Step one to implement your own, is to extend the base class, which has about 30 required methods on it and a Profile Provider with about 15 methods on it. Both have a whole bunch more optional ones (which are basically just stuff specific to the default providers). We know that using inheritance over composition leads to fragile code, due to how inheritance is a form of tight coupling, but MS apparently didn't get the memo. We also know that we shouldn't have God Interfaces, but should instead use multiple smaller interfaces to allow for fine grained implementations. Again, this idea was the furthest thing from the minds of the MS developers.
After you get that done, to use it you need to register about a billion different options in your xml based config file. To be fair, MS didn't invent programming via XML, but they sure are perpetuating it. Again, this comes back to the all things to all people mentality; what happens if I don't care about supporting multiple authentication environments in a single application? (probably the 99% use case) Doesn't matter, I still need to configure those settings.
MS Integration
This seems to be what everything was built towards. It is effortless to plug into anything from XML auth stores, to ActiveDirectory. While that is awesome, what about things that web applications outside of MS actually need? Like OAuth for example?
Fine smartypants, what would be a better way?
Let's take the excellent AuthLogic project. Instead of being a system that you have to integrate with, it is a system that integrates with you. You tell it that your user model is your user model, and it will look for specific fields (convention over configuration ftw
This is clean, it is simple, and it is WAY more extensible then the ASP way. The difference between the two is that instead of getting started instantly, and then banging your head against the wall later, you put a bit more work in at the beginning, and have something that will grow in whatever way you need it to.
Fine, but what about RAD???
That is a valid point, something like AuthLogic is overkill for situations where all you really need is username and password, and it wont really grow much passed that.
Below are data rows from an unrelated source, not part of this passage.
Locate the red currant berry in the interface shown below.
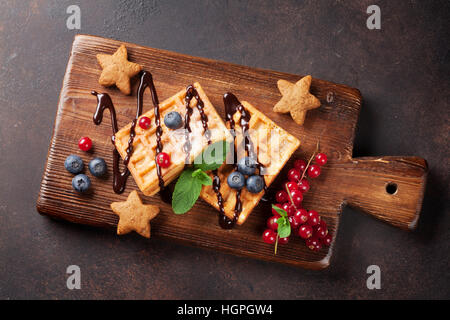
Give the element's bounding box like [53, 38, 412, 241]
[282, 202, 295, 216]
[288, 168, 302, 182]
[297, 179, 309, 193]
[291, 190, 303, 207]
[272, 203, 283, 217]
[322, 232, 333, 247]
[139, 117, 152, 130]
[313, 225, 328, 239]
[275, 190, 289, 203]
[316, 153, 328, 166]
[294, 159, 306, 172]
[156, 152, 170, 168]
[298, 224, 313, 239]
[78, 137, 92, 151]
[307, 210, 320, 227]
[319, 218, 328, 229]
[308, 164, 320, 178]
[263, 229, 277, 244]
[306, 237, 322, 251]
[267, 216, 280, 231]
[294, 209, 308, 224]
[284, 181, 298, 192]
[288, 216, 300, 229]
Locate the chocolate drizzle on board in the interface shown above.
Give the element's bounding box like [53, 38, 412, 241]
[91, 91, 130, 194]
[219, 92, 267, 229]
[91, 71, 166, 200]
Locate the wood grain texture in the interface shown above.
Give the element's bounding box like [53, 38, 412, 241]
[37, 35, 427, 269]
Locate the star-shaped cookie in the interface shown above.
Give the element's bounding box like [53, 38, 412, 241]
[97, 45, 142, 95]
[111, 190, 159, 238]
[273, 76, 320, 125]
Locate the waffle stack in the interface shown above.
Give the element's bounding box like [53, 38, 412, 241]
[115, 82, 232, 196]
[200, 101, 300, 225]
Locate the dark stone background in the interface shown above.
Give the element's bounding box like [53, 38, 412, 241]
[0, 0, 450, 299]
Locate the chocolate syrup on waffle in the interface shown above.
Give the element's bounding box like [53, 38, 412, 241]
[183, 85, 226, 222]
[91, 71, 167, 200]
[183, 85, 211, 163]
[220, 92, 267, 229]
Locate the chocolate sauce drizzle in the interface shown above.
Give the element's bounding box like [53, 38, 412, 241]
[183, 85, 211, 163]
[183, 85, 228, 226]
[91, 71, 164, 194]
[91, 91, 130, 194]
[219, 92, 267, 229]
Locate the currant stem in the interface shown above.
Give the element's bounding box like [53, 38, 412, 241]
[274, 233, 279, 255]
[300, 140, 320, 181]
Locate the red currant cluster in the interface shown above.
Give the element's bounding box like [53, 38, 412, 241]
[263, 153, 333, 251]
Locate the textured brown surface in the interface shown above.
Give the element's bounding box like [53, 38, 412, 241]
[0, 0, 450, 299]
[37, 35, 427, 269]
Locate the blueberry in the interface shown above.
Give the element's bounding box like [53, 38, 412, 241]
[247, 175, 265, 193]
[238, 157, 256, 176]
[64, 154, 84, 174]
[72, 173, 91, 193]
[89, 158, 106, 177]
[164, 111, 183, 130]
[227, 171, 245, 190]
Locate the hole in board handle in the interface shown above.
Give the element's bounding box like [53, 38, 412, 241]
[386, 182, 398, 195]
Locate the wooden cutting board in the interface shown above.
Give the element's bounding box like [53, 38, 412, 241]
[37, 35, 427, 269]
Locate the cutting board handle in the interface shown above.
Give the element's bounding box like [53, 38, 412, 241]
[344, 157, 428, 230]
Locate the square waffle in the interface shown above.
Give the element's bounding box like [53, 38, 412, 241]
[115, 82, 232, 196]
[200, 101, 300, 225]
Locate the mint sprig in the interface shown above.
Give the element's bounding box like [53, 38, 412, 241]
[272, 205, 291, 238]
[172, 141, 230, 214]
[272, 204, 291, 254]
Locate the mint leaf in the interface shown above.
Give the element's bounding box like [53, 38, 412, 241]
[192, 169, 212, 186]
[272, 204, 289, 218]
[194, 140, 230, 171]
[172, 168, 202, 214]
[277, 217, 291, 238]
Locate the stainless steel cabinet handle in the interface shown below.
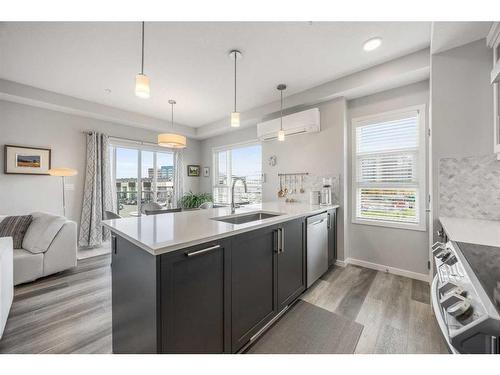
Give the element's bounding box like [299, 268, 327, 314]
[184, 245, 220, 257]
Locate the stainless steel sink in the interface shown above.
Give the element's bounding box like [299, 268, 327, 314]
[212, 212, 281, 224]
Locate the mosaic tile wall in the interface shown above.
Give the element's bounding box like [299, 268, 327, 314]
[439, 155, 500, 220]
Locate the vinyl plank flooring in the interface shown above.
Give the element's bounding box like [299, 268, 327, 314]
[335, 268, 377, 320]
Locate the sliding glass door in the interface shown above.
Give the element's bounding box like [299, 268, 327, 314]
[112, 145, 174, 217]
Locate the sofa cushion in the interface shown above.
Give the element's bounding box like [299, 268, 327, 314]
[22, 212, 66, 254]
[0, 215, 33, 249]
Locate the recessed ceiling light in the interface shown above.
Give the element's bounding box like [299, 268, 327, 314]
[363, 37, 382, 52]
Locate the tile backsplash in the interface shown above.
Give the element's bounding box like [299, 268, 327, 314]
[439, 155, 500, 220]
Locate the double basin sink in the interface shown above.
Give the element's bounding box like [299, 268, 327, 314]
[212, 211, 282, 224]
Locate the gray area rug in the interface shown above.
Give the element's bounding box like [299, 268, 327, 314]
[247, 300, 363, 354]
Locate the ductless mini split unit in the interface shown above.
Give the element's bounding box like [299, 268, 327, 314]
[257, 108, 321, 141]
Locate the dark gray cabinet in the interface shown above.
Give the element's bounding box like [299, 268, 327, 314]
[276, 219, 306, 311]
[160, 241, 229, 353]
[231, 226, 277, 352]
[327, 209, 337, 266]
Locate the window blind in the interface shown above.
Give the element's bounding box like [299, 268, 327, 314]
[354, 111, 424, 225]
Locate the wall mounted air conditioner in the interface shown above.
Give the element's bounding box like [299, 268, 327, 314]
[257, 108, 321, 141]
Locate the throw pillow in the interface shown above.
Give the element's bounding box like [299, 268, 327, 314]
[0, 215, 32, 249]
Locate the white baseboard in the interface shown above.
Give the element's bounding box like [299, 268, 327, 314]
[344, 258, 430, 282]
[335, 259, 347, 267]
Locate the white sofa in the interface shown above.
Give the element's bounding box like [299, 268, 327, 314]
[0, 212, 77, 285]
[0, 237, 14, 339]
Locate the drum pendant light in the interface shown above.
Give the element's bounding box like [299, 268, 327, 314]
[158, 99, 186, 148]
[229, 49, 243, 128]
[276, 83, 286, 142]
[135, 22, 150, 99]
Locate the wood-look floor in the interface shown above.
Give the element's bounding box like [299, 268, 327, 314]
[0, 255, 446, 353]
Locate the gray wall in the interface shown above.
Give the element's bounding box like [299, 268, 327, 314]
[0, 100, 201, 228]
[262, 99, 346, 260]
[347, 81, 429, 274]
[431, 39, 493, 239]
[200, 99, 346, 260]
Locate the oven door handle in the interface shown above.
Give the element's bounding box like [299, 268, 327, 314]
[431, 275, 459, 354]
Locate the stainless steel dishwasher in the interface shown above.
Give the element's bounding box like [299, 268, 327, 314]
[306, 212, 328, 288]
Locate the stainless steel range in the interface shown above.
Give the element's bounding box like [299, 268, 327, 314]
[431, 241, 500, 354]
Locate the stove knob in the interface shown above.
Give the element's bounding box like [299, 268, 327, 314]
[446, 298, 471, 318]
[444, 255, 458, 266]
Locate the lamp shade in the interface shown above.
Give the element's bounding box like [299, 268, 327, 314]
[135, 73, 149, 99]
[158, 133, 186, 148]
[49, 168, 78, 177]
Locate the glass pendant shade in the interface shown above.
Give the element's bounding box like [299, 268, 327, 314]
[158, 133, 187, 148]
[231, 112, 240, 128]
[135, 73, 149, 99]
[278, 130, 285, 142]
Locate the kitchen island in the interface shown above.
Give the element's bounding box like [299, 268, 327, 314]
[104, 203, 338, 353]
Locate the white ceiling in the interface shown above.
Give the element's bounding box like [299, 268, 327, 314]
[431, 22, 492, 53]
[0, 22, 431, 127]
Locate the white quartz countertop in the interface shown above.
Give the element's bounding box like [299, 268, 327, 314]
[103, 202, 338, 255]
[439, 217, 500, 247]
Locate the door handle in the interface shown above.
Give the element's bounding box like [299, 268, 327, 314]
[184, 245, 220, 257]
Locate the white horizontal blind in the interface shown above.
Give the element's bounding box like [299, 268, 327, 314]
[354, 110, 424, 225]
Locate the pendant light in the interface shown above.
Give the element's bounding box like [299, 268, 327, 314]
[158, 99, 186, 148]
[135, 21, 149, 99]
[276, 83, 286, 142]
[229, 49, 243, 128]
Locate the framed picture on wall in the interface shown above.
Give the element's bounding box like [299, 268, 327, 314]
[4, 145, 51, 175]
[188, 165, 200, 177]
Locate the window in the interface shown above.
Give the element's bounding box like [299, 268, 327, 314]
[213, 143, 262, 204]
[110, 142, 174, 217]
[353, 106, 426, 230]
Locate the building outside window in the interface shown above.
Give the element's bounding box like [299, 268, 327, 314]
[213, 142, 262, 204]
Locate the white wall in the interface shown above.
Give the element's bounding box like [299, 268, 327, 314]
[0, 100, 201, 228]
[431, 39, 493, 240]
[347, 81, 429, 278]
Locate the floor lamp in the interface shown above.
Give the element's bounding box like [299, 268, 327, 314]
[49, 168, 78, 217]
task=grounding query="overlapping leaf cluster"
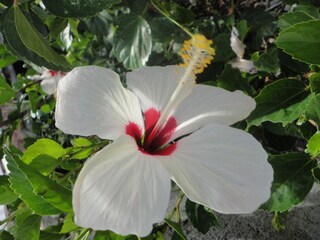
[0,0,320,240]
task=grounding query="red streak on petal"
[126,122,142,144]
[126,108,177,156]
[144,108,160,136]
[138,142,177,156]
[152,117,177,147]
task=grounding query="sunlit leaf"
[0,75,16,105]
[248,79,308,126]
[21,138,66,164]
[164,219,187,240]
[276,20,320,64]
[14,6,71,69]
[15,215,41,240]
[0,176,18,205]
[114,14,152,69]
[307,132,320,157]
[186,199,221,234]
[43,0,121,18]
[262,152,316,212]
[5,149,72,215]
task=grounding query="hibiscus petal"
[127,66,194,111]
[73,136,171,236]
[55,66,144,139]
[162,124,273,213]
[171,84,256,140]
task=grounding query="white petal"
[171,84,256,139]
[73,136,171,237]
[127,66,194,111]
[162,124,273,213]
[230,27,245,58]
[41,77,58,95]
[56,66,144,139]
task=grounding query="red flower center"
[126,108,177,156]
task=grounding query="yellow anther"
[179,34,215,74]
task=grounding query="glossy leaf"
[60,213,79,233]
[306,94,320,126]
[164,219,187,240]
[254,48,280,75]
[21,138,66,164]
[29,154,60,176]
[0,75,16,105]
[307,131,320,157]
[114,14,152,69]
[70,137,93,159]
[0,176,18,205]
[312,166,320,183]
[309,73,320,93]
[15,215,41,240]
[262,152,316,212]
[14,6,71,69]
[3,7,67,71]
[279,12,314,30]
[248,79,308,126]
[0,230,14,240]
[43,0,121,18]
[186,199,221,234]
[276,20,320,64]
[217,64,253,95]
[5,149,71,215]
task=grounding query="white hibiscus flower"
[56,34,273,236]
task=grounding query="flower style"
[56,62,273,236]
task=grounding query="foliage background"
[0,0,320,240]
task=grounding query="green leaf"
[0,230,14,240]
[114,14,152,69]
[29,154,60,176]
[164,218,187,240]
[292,4,320,19]
[309,73,320,93]
[3,7,66,71]
[275,20,320,64]
[15,215,41,240]
[60,213,79,233]
[21,138,66,164]
[248,79,308,126]
[39,231,64,240]
[306,131,320,157]
[70,137,93,159]
[14,6,71,70]
[312,166,320,183]
[262,152,316,212]
[0,75,16,106]
[0,44,18,67]
[212,33,235,62]
[279,12,314,31]
[4,149,71,215]
[16,160,72,212]
[43,0,121,18]
[0,176,18,205]
[186,199,221,234]
[217,64,253,95]
[254,48,280,75]
[306,94,320,126]
[150,17,179,43]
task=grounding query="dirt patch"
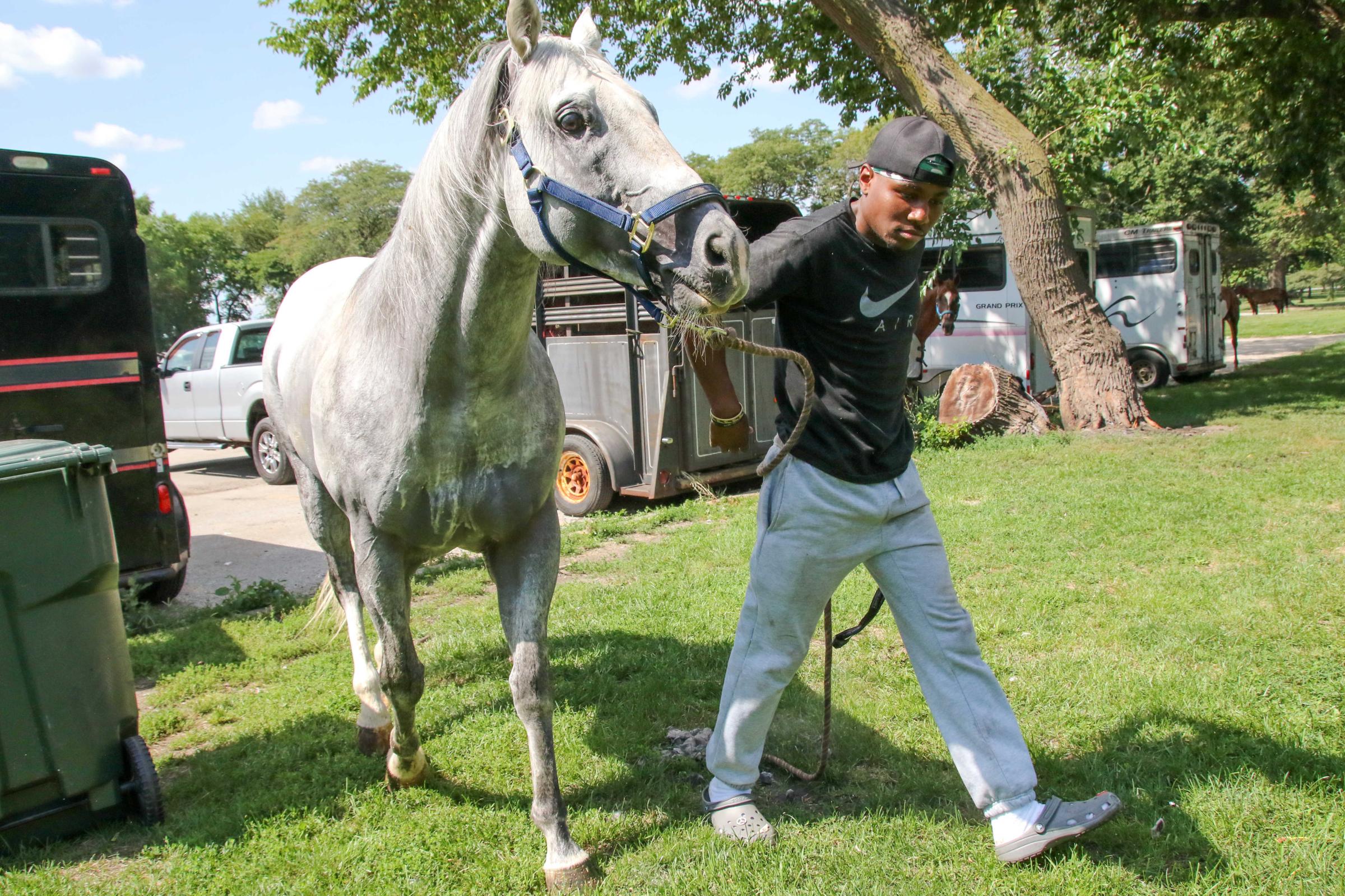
[1068,424,1236,439]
Well, in rails we have something called restful_authentication, that will generate up a simple auth system for you with all the trimmings. Very little work, I would say less then actually configuring ASP.net Membership, and if things change down the road, you can customize the generated code in any way you need to.
At least Microsoft delivers something that frees me from thinking about security
Yeah. As long as you don't care about session fixation attacks, which MS is vulnerable to out of the box. MS knows about this, but has decided that instead of fixing it, they will put up a kb article that recommends every ASP.net page includes a 50 loc snippit to get around the issue.
Do people know about this? Of course not. I mentioned it a few times in team meetings, and passed articles around talking about how .net apps are vulnerable to that attack vector, but still heard people talking about the symptoms of a session attack only failing because our code is very rigid in a few places (exact quote Someone must just be using two different browsers as they go through the checkout process)
Conclusions
ASP.net membership is a poorly engineered API that is insecure out of the box, is not well maintained, and gives developers a false sense of security. Authentication is a weekend project if you aren't building a framework, but still, most .net developers blindly follow the official APIs, assuming that a major corporation like MS can put out something decent.